The Unknown Side Effects of Blue Light
by ELLA TODD '21
How much time do you spend on your tablet each day? The answer is most likely hours. According to recent research by Common Sense Media, teenagers spend an average of nine hours a day using technology. Students at Saint Ursula use these devices regularly to take notes, complete assignments, check Schoology, watch Netflix, and shop online. Tablets have become an essential part of daily life, but excessive use can produce negative consequences. Our tablets and other forms of technology emit high amounts of blue light, which causes eye strain, headaches, and insomnia.
The screens in modern technology are lit by an artificial blue light, which has a short wavelength and high energy. This light scatters and flickers more often than other wavelengths which leads to frequent eye strains. However, eye problems are not the only negative side effect associated with our tablets. Headaches can result from this increased eye strain, especially for those who are already prone to migraines.
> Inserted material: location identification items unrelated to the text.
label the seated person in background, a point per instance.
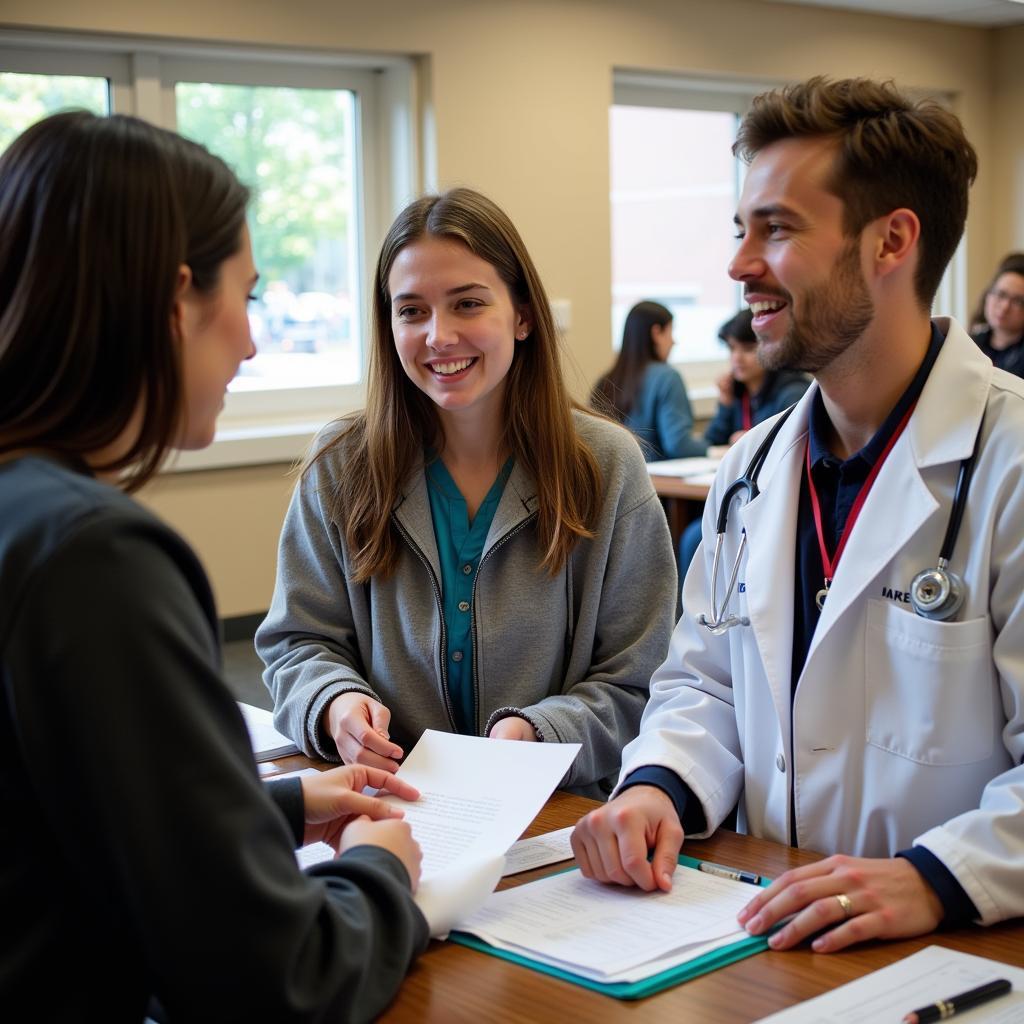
(462, 555)
(644, 392)
(749, 393)
(836, 711)
(999, 333)
(145, 857)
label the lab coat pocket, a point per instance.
(929, 686)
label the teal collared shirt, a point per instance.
(460, 545)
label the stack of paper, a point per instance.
(609, 934)
(266, 741)
(930, 974)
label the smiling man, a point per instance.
(838, 716)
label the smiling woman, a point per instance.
(455, 557)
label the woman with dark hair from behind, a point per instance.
(998, 321)
(152, 869)
(749, 393)
(644, 392)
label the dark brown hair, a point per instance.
(98, 213)
(891, 154)
(384, 442)
(615, 392)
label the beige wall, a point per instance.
(519, 96)
(1008, 179)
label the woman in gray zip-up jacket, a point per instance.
(562, 653)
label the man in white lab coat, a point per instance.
(834, 715)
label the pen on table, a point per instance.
(735, 873)
(944, 1009)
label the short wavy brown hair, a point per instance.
(892, 154)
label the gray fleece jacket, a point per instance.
(572, 653)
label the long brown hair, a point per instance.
(615, 392)
(891, 153)
(384, 443)
(98, 213)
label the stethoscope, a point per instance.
(935, 593)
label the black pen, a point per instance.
(721, 871)
(944, 1009)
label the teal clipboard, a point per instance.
(646, 986)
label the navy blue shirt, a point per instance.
(838, 482)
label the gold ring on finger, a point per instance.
(846, 904)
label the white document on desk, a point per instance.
(266, 742)
(918, 980)
(612, 934)
(476, 796)
(539, 851)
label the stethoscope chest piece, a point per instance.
(936, 593)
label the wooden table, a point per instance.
(683, 501)
(454, 983)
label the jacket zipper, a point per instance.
(440, 613)
(472, 600)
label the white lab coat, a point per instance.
(904, 730)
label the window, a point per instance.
(312, 135)
(675, 186)
(25, 98)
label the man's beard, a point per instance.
(834, 314)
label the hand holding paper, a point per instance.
(477, 797)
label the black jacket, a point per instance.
(142, 856)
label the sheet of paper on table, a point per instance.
(526, 854)
(476, 796)
(266, 741)
(539, 851)
(918, 980)
(685, 468)
(611, 934)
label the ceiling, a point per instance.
(983, 12)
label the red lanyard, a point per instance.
(830, 564)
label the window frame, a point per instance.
(275, 425)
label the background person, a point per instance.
(839, 719)
(462, 555)
(644, 392)
(151, 861)
(1000, 331)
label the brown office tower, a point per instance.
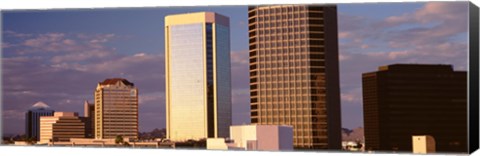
(116, 109)
(294, 77)
(403, 100)
(89, 118)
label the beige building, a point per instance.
(61, 127)
(294, 77)
(197, 65)
(255, 137)
(116, 109)
(423, 144)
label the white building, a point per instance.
(256, 137)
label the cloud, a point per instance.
(63, 70)
(436, 33)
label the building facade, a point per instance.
(263, 137)
(294, 77)
(198, 89)
(403, 100)
(32, 119)
(89, 118)
(116, 109)
(61, 127)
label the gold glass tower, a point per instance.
(197, 58)
(116, 109)
(294, 77)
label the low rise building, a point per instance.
(256, 137)
(423, 144)
(61, 127)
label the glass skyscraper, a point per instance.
(198, 89)
(294, 77)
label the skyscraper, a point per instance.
(116, 109)
(61, 127)
(32, 119)
(403, 100)
(294, 77)
(197, 58)
(88, 118)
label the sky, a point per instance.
(59, 56)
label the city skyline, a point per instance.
(198, 90)
(294, 77)
(62, 57)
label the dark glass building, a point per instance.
(403, 100)
(294, 77)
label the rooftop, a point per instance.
(113, 81)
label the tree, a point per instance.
(118, 139)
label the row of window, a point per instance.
(296, 122)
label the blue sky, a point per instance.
(79, 48)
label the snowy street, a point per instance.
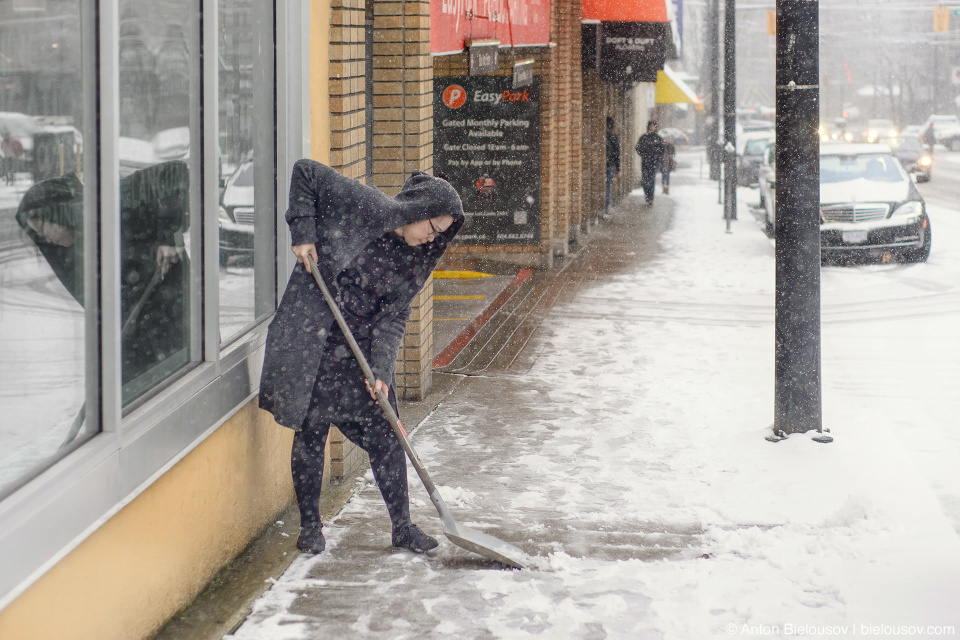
(624, 452)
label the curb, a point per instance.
(450, 353)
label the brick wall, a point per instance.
(403, 142)
(346, 82)
(402, 96)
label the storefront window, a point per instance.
(246, 159)
(45, 332)
(159, 67)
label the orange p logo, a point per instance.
(454, 96)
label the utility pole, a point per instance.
(713, 55)
(798, 401)
(730, 112)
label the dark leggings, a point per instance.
(386, 459)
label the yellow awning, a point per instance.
(671, 89)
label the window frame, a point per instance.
(68, 501)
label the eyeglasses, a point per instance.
(434, 232)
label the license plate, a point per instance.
(854, 237)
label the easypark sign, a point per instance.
(455, 96)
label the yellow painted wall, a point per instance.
(320, 80)
(158, 552)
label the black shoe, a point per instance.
(410, 537)
(311, 540)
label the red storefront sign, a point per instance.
(454, 23)
(625, 10)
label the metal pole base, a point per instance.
(823, 437)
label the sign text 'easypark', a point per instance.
(506, 96)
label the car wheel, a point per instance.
(921, 253)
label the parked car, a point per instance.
(946, 130)
(749, 160)
(768, 186)
(870, 205)
(236, 215)
(914, 157)
(877, 129)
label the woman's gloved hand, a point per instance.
(303, 251)
(380, 385)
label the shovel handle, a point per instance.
(385, 406)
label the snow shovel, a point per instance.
(465, 537)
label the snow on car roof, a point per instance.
(852, 149)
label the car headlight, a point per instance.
(912, 209)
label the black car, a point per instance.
(749, 162)
(914, 157)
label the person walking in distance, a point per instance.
(375, 252)
(12, 150)
(613, 160)
(667, 165)
(650, 148)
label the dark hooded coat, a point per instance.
(343, 217)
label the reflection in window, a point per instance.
(158, 161)
(246, 166)
(44, 355)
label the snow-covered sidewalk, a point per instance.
(630, 463)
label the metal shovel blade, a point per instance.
(485, 545)
(476, 541)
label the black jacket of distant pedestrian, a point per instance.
(613, 150)
(650, 147)
(349, 223)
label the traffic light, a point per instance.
(941, 18)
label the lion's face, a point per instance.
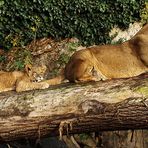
(35, 73)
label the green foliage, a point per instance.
(88, 20)
(144, 14)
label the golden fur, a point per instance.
(103, 62)
(23, 81)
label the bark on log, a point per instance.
(118, 104)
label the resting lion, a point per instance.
(108, 61)
(23, 81)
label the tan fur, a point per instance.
(108, 61)
(23, 81)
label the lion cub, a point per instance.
(23, 81)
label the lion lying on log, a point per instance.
(23, 81)
(103, 62)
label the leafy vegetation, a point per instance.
(88, 20)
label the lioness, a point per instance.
(23, 81)
(108, 61)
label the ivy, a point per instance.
(88, 20)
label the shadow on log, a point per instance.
(118, 104)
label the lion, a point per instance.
(102, 62)
(23, 81)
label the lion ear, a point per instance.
(28, 68)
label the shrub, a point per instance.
(88, 20)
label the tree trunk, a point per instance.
(118, 104)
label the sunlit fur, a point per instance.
(23, 81)
(124, 60)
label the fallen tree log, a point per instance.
(118, 104)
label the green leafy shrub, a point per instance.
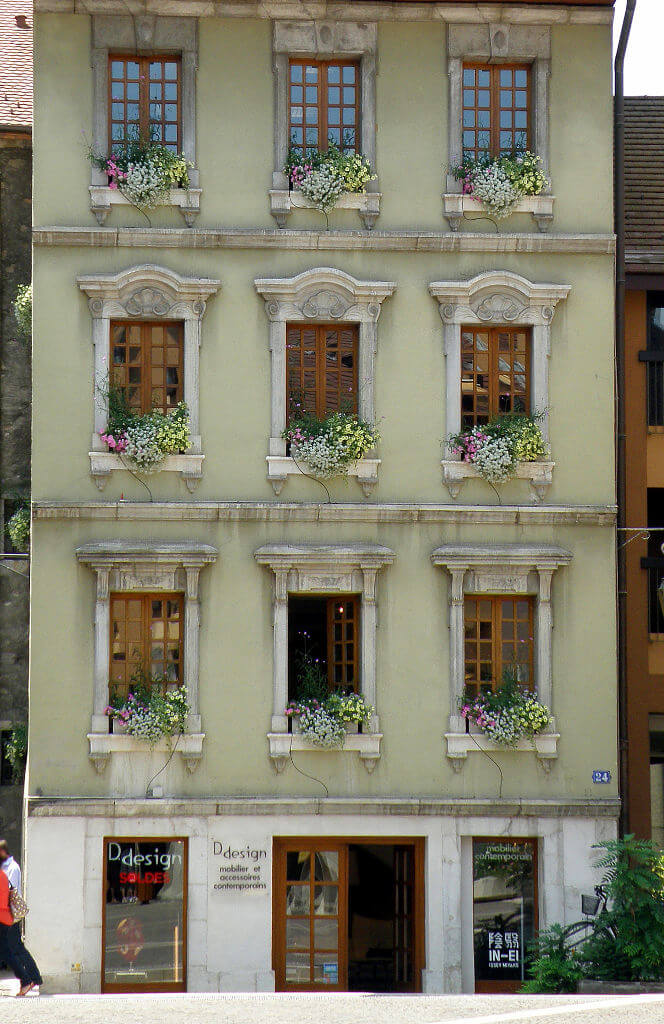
(552, 966)
(16, 751)
(330, 445)
(18, 528)
(143, 172)
(23, 309)
(633, 881)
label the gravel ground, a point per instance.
(336, 1009)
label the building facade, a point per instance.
(419, 855)
(15, 223)
(645, 460)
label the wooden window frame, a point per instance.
(494, 373)
(283, 844)
(321, 370)
(179, 986)
(344, 662)
(323, 126)
(494, 70)
(146, 599)
(144, 120)
(487, 987)
(497, 664)
(146, 385)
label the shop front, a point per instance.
(348, 914)
(278, 896)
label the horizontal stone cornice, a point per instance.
(395, 512)
(89, 807)
(306, 10)
(284, 239)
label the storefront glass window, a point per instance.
(504, 910)
(144, 914)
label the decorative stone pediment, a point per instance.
(148, 291)
(499, 568)
(499, 297)
(322, 294)
(141, 565)
(329, 569)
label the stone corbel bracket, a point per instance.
(189, 466)
(283, 202)
(540, 208)
(460, 744)
(102, 745)
(281, 467)
(538, 474)
(367, 745)
(187, 200)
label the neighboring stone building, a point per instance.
(241, 856)
(645, 459)
(15, 222)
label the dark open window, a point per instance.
(495, 373)
(496, 110)
(324, 631)
(324, 104)
(322, 369)
(499, 641)
(144, 100)
(147, 639)
(147, 360)
(654, 563)
(654, 359)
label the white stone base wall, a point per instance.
(230, 934)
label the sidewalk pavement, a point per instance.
(332, 1008)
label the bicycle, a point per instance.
(578, 933)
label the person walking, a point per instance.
(12, 949)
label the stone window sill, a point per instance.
(102, 198)
(459, 744)
(366, 744)
(540, 208)
(189, 465)
(282, 203)
(538, 474)
(281, 467)
(102, 745)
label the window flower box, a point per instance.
(187, 200)
(459, 744)
(365, 744)
(102, 745)
(283, 202)
(538, 474)
(189, 465)
(539, 207)
(281, 467)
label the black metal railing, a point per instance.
(654, 359)
(655, 568)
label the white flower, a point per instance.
(495, 460)
(493, 187)
(324, 186)
(144, 184)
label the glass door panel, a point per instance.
(504, 911)
(314, 920)
(144, 914)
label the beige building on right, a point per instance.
(418, 854)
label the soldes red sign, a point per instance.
(156, 878)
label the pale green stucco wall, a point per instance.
(235, 146)
(412, 669)
(409, 376)
(235, 127)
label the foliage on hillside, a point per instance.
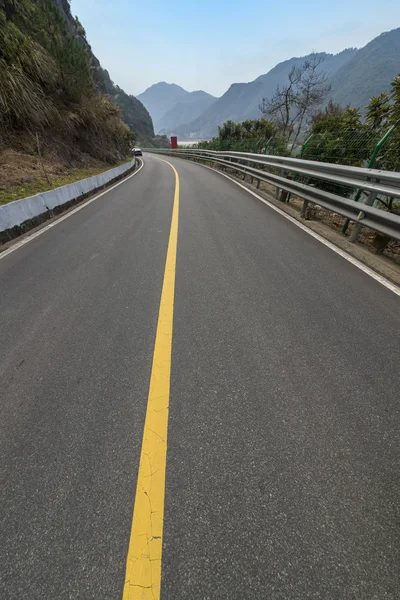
(47, 89)
(369, 72)
(133, 111)
(249, 136)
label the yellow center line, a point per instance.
(143, 569)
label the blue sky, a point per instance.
(210, 44)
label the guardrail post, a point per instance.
(277, 190)
(357, 226)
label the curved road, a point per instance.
(283, 461)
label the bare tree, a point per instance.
(291, 106)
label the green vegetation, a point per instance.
(133, 112)
(249, 136)
(47, 87)
(17, 192)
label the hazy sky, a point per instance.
(210, 44)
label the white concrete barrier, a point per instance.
(17, 212)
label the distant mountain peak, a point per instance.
(161, 100)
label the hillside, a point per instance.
(170, 105)
(134, 113)
(160, 98)
(56, 113)
(242, 100)
(369, 72)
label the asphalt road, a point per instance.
(283, 462)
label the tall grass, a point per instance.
(46, 84)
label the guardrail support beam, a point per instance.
(357, 226)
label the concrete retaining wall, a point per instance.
(15, 214)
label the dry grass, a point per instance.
(22, 175)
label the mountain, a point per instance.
(242, 100)
(134, 113)
(189, 108)
(369, 72)
(170, 105)
(160, 98)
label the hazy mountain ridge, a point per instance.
(185, 112)
(170, 105)
(356, 76)
(134, 113)
(369, 72)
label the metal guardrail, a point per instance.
(372, 181)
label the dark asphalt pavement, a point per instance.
(283, 463)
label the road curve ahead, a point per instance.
(272, 365)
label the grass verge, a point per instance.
(17, 192)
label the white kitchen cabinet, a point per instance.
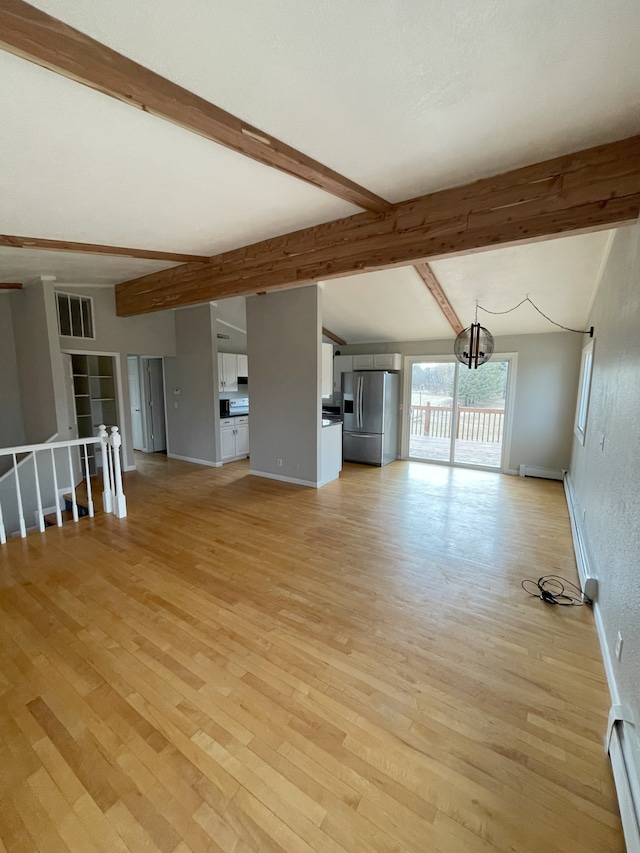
(227, 371)
(243, 364)
(234, 438)
(341, 364)
(378, 361)
(327, 370)
(387, 361)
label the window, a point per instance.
(584, 388)
(75, 315)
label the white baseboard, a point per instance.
(195, 461)
(311, 483)
(543, 473)
(586, 569)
Ms. White, our nurse, recalls her own experience: “When I first started working [at Saint Ursula], looking at my computer everyday caused a terrible headache. I normally don’t get headaches because I’m usually not looking at a screen. I know the computer caused it.”
Blue light can also disrupt the body’s natural production of melatonin, a hormone which helps to regulate sleep. This makes it more difficult to fall asleep at night and causes lower energy the next day.
Now, you may be wondering how you can avoid these eye strains and headaches. One way to avoid the negative effects is to invest in blue light glasses, which protect the eyes through filters. These filters can be added to prescription or non-prescription glasses. These glasses have recently gained popularity as more people learn about the strain technology puts on their eyes.
Junior Ellie Vonderhaar shares her experience with the glasses: “The blue light glasses help me to no longer get headaches when I do homework and I can now be on my tablet for longer periods of time.”
Another way to preserve your eyes without purchasing glasses is to occasionally look away from your tablet while working on an assignment. This allows your eyes to refocus and avoid eye strain.
Lastly, try not to use your phone or tablet before bed. Not only do “cell phones [...] worsen your vision, especially because of their small size,” says Ms. White, they also alter melatonin levels. To avoid this, try saving your homework on paper for last or doing a relaxing activity before bed. The most important thing is to be conscious of the time your spending on technology because while it is definitely a necessity, it can be minimized.